Homilía de la Misa en Santa Marta
¿Es posible para el hombre reaccionar a una situación difícil con los modos de Dios? ¡Lo es, y es cuestión de tiempo! El tiempo de dejarnos permear por los sentimientos de Jesús. Acabamos de leer (cfr. Hch 5,34-42) que los Apóstoles fueron llevados a juicio ante el sanedrín, acusados de predicar el Evangelio que los doctores de la ley no quieren escuchar. Sin embargo, un fariseo del sanedrín, Gamaliel, de modo tajante, sugiere dejarlos tranquilos, porque —sostiene, citando casos análogos del pasado— si la doctrina de los Apóstoles es de origen humano acabará destruida, cosa que no pasaría si viniese de Dios. El sanedrín acepta la sugerencia, es decir, deciden dejar pasar el tiempo. No reaccionan siguiendo el instintivo sentimiento de odio. Y esto es un buen remedio para todo ser humano. Dar tiempo al tiempo. Nos sirve a nosotros cuando tenemos malos pensamientos contra los demás, malos sentimientos, antipatía, odio… ¡No dejarlos crecer, pararse, dar tiempo al tiempo! El tiempo pone las cosas en armonía y nos hace ver el lado bueno de las cosas. Pero si reaccionas en el momento de la furia, seguro que serás injusto. ¡Serás injusto! Y también te harás daño a ti mismo. Este es mi consejo: tiempo, dejar pasar el tiempo en el momento de la tentación.

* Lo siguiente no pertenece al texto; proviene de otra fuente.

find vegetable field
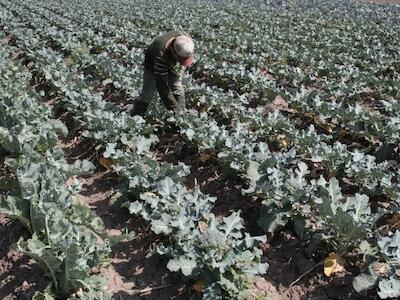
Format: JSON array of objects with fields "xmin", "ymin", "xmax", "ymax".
[{"xmin": 0, "ymin": 0, "xmax": 400, "ymax": 300}]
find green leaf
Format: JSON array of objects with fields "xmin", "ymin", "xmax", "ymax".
[
  {"xmin": 353, "ymin": 274, "xmax": 378, "ymax": 293},
  {"xmin": 378, "ymin": 276, "xmax": 400, "ymax": 299},
  {"xmin": 167, "ymin": 256, "xmax": 197, "ymax": 276}
]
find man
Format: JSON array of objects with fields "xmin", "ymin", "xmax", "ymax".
[{"xmin": 133, "ymin": 31, "xmax": 194, "ymax": 116}]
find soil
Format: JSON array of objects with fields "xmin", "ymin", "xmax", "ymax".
[{"xmin": 0, "ymin": 0, "xmax": 400, "ymax": 300}]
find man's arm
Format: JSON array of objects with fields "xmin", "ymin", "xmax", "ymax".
[{"xmin": 154, "ymin": 53, "xmax": 185, "ymax": 112}]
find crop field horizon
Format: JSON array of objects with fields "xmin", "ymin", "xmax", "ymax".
[{"xmin": 0, "ymin": 0, "xmax": 400, "ymax": 300}]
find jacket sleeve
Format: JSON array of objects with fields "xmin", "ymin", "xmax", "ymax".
[
  {"xmin": 168, "ymin": 66, "xmax": 186, "ymax": 109},
  {"xmin": 154, "ymin": 51, "xmax": 185, "ymax": 112}
]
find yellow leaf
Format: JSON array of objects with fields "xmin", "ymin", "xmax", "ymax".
[
  {"xmin": 200, "ymin": 152, "xmax": 211, "ymax": 162},
  {"xmin": 192, "ymin": 279, "xmax": 206, "ymax": 293},
  {"xmin": 198, "ymin": 221, "xmax": 208, "ymax": 232},
  {"xmin": 324, "ymin": 253, "xmax": 344, "ymax": 277},
  {"xmin": 99, "ymin": 157, "xmax": 114, "ymax": 170}
]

Si incubamos un resentimiento, es inevitable que explote. Explota en el insulto, en la guerra y, con esos malos sentimientos contra los demás, peleamos contra Dios, mientras que Dios ama a los demás, ama la armonía, el amor, el diálogo, caminar juntos. También a mí me pasa: cuando una cosa no me gusta, el primer sentimiento no es de Dios, siempre es malo. Detengámonos, y dejemos sitio al Espíritu Santo para que nos haga llegar a lo justo, a la paz. Como los Apóstoles, que son flagelados, pero salen del sanedrín contentos de haber merecido aquel ultraje por el nombre de Jesús (Hch 5,41). El orgullo de los primeros te lleva a querer matar a los demás; la humildad de los Apóstoles, incluso la humillación, te lleva a parecerte a Jesús. Y esto es algo que no solemos pensar. En este momento, en el que tantos hermanos y hermanas nuestros son martirizados por el nombre de Jesús, ellos se encuentran en ese estado, tienen en este momento la alegría de haber sufrido ultrajes, hasta la muerte, por el nombre de Jesús. Para huir del orgullo de los primeros, solo hay un camino: abrir el corazón a la humildad; y a la humildad nunca se llega sin la humillación. Y eso es algo que no se entiende naturalmente. Es una gracia que debemos pedir.
La gracia de la imitación de Jesús. Una imitación manifiesta no solo por los mártires de hoy sino también por esos muchos hombres y mujeres que padecen humillaciones cada día pero que, por el bien de su familia, cierran la boca, no hablan y lo soportan todo por amor a Jesús. Esa es la santidad de la Iglesia, esa alegría que da la humillación, no porque la humillación nos guste, no —¡eso sería masoquismo!—, sino porque, con esa humillación, imitas a Jesús. Así pues, hay dos actitudes: la cerrazón que te lleva al odio, a la ira, a querer matar a los demás; y la apertura a Dios por la senda de Jesús, que te hace tomarse las humillaciones, incluso las más fuertes, con alegría interior porque estás seguro de que vas por el camino de Jesús.